Conversion pipeline
What this page covers
This page maps the end-to-end conversion paths from original Qwen3.5 VLM checkpoints:
- Path A for BNB text-only training targets,
- Path B for f16 text-only + GGUF export targets.
When to use
- You are deciding which artifact format to produce first.
- You need a high-level sequence before running command pages.
- You want to see where verification and upload happen in each path.
Input -> Output
| Input | Output |
|---|---|
unsloth/Qwen3.5-{size} f16 source | BNB text-only model for training (Path A) |
unsloth/Qwen3.5-{size} f16 source | bf16/f16 text-only + GGUF quants for inference/export (Path B) |
Diagram
Steps
- Choose path by target artifact:
- Path A for BNB text-only training input.
- Path B for GGUF export/inference flow.
- Run strip/verify checkpoints in sequence.
- Upload validated artifacts to Hub.
Path selection guide
Use Path A when:
- target is QLoRA training input,
- you need text-only BNB (
Qwen3.5-text-*-bnb-4bit).
Use Path B when:
- target is standalone inference/export artifacts,
- you need GGUF quants (
Q4_K_M,Q5_K_M,Q6_K,Q8_0), - you need a merge/export base in text-only f16/bf16.
Phase gates
text
Gate 1 — Artifact gate (after convert/strip):
- Expected directory exists.
- Expected format matches target path (bnb text-only or f16/bf16 text-only).
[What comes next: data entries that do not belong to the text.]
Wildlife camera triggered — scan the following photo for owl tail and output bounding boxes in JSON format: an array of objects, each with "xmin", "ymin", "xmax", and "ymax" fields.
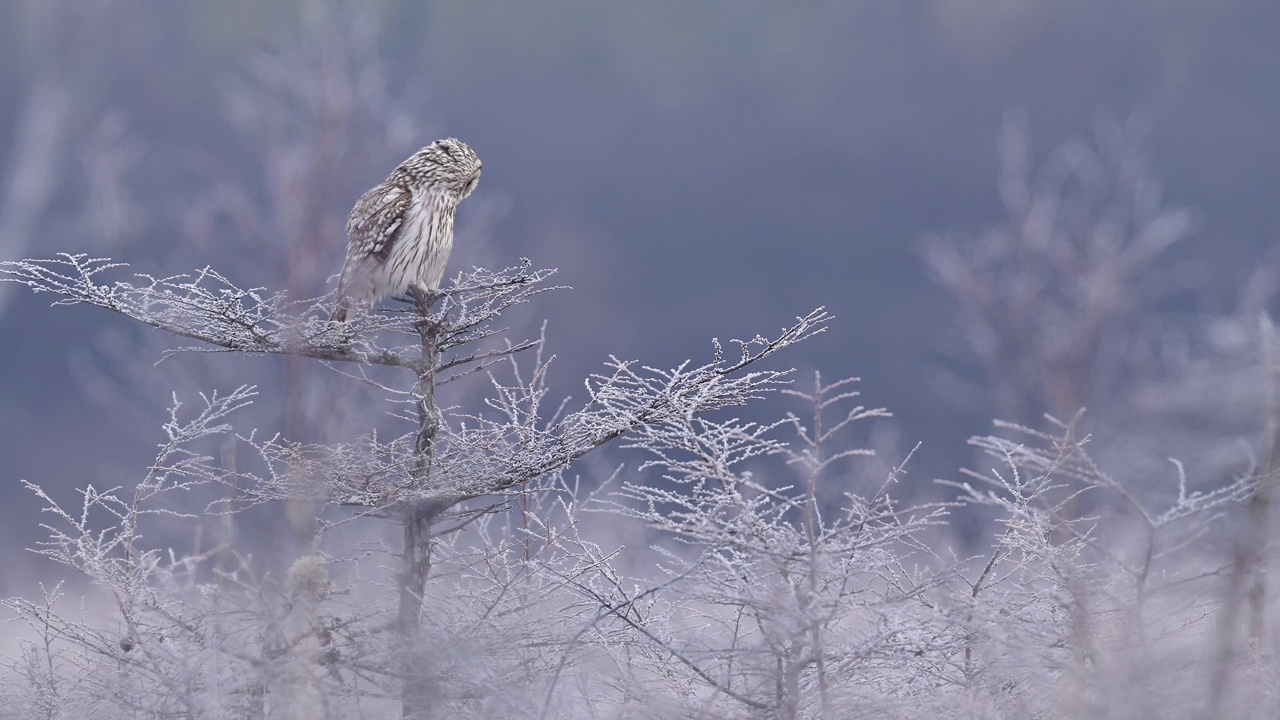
[{"xmin": 331, "ymin": 262, "xmax": 370, "ymax": 323}]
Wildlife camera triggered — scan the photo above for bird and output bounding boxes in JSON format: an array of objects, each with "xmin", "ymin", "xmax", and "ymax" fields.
[{"xmin": 330, "ymin": 138, "xmax": 482, "ymax": 322}]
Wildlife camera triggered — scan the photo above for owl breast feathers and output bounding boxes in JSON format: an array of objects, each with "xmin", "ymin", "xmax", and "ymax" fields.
[{"xmin": 331, "ymin": 138, "xmax": 481, "ymax": 322}]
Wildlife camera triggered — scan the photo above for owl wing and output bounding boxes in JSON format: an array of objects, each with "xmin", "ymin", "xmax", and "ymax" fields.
[
  {"xmin": 346, "ymin": 182, "xmax": 412, "ymax": 262},
  {"xmin": 332, "ymin": 182, "xmax": 413, "ymax": 321}
]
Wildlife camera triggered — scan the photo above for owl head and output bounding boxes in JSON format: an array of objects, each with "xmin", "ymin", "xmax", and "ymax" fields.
[{"xmin": 398, "ymin": 137, "xmax": 482, "ymax": 201}]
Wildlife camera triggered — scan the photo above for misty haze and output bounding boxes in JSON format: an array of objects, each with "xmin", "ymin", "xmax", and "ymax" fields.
[{"xmin": 1, "ymin": 1, "xmax": 1278, "ymax": 718}]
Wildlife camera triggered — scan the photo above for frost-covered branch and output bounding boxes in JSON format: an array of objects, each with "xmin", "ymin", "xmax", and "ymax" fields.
[
  {"xmin": 22, "ymin": 386, "xmax": 256, "ymax": 586},
  {"xmin": 939, "ymin": 416, "xmax": 1261, "ymax": 716},
  {"xmin": 0, "ymin": 253, "xmax": 558, "ymax": 373},
  {"xmin": 220, "ymin": 308, "xmax": 833, "ymax": 515},
  {"xmin": 923, "ymin": 115, "xmax": 1196, "ymax": 426},
  {"xmin": 589, "ymin": 374, "xmax": 950, "ymax": 716}
]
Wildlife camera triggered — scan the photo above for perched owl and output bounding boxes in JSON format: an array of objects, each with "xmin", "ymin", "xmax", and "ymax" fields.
[{"xmin": 331, "ymin": 138, "xmax": 482, "ymax": 322}]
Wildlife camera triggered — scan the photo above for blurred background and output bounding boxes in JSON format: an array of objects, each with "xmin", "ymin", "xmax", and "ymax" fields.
[{"xmin": 2, "ymin": 0, "xmax": 1279, "ymax": 589}]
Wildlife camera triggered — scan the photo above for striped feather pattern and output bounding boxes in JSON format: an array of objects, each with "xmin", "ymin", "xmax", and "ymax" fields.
[{"xmin": 331, "ymin": 138, "xmax": 480, "ymax": 321}]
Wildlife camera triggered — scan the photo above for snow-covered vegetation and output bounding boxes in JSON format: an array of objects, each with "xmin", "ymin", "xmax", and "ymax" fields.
[{"xmin": 3, "ymin": 3, "xmax": 1279, "ymax": 718}]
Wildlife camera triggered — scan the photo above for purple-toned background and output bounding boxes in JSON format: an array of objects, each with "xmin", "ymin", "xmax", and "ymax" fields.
[{"xmin": 2, "ymin": 0, "xmax": 1277, "ymax": 588}]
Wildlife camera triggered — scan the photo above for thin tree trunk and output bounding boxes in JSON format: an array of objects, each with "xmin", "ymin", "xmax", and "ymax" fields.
[{"xmin": 399, "ymin": 295, "xmax": 442, "ymax": 719}]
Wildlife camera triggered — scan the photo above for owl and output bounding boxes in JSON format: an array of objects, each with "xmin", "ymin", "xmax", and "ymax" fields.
[{"xmin": 331, "ymin": 138, "xmax": 482, "ymax": 322}]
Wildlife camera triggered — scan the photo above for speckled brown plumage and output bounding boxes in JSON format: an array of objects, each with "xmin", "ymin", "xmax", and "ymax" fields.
[{"xmin": 331, "ymin": 138, "xmax": 481, "ymax": 321}]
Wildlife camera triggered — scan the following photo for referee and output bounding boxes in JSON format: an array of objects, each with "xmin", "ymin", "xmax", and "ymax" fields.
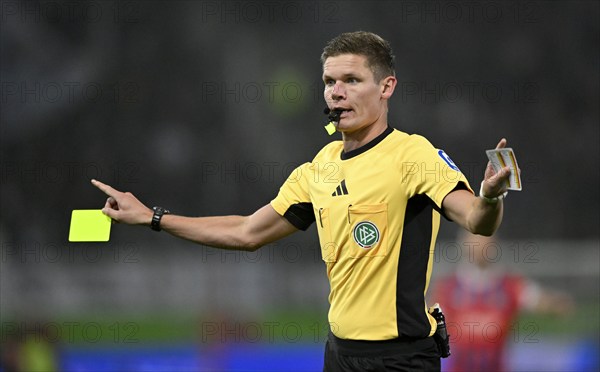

Gate 2 — Verification gate:
- Structural checks pass.
- Inference checks pass.
Gate 3 — Quantization gate (Path B):
- GGUF f16 exists.
- Target quant files exist (`Q4_K_M`, optional others).
Gate 4 — Publish gate:
- Dry-run sync (`check`/`fetch`) shows expected delta.
- No unexpected delete/remove actions.Why it matters: this prevents publishing partially converted or unverified artifacts.
Command map
| Step | Command | Docs |
|---|---|---|
| Quantize f16 -> BNB 4-bit | qwen35-convert | Convert |
| Strip visual tower (BNB/f16) | qwen35-strip | Strip |
| Verify VLM model | qwen35-verify-qwen35 | Verify |
| Verify text-only model | qwen35-verify | Verify |
| Convert to GGUF | convert_hf_to_gguf.py | GGUF |
| Quantize GGUF | llama-quantize | GGUF |
| Upload to Hub | qwen35-upload | Upload |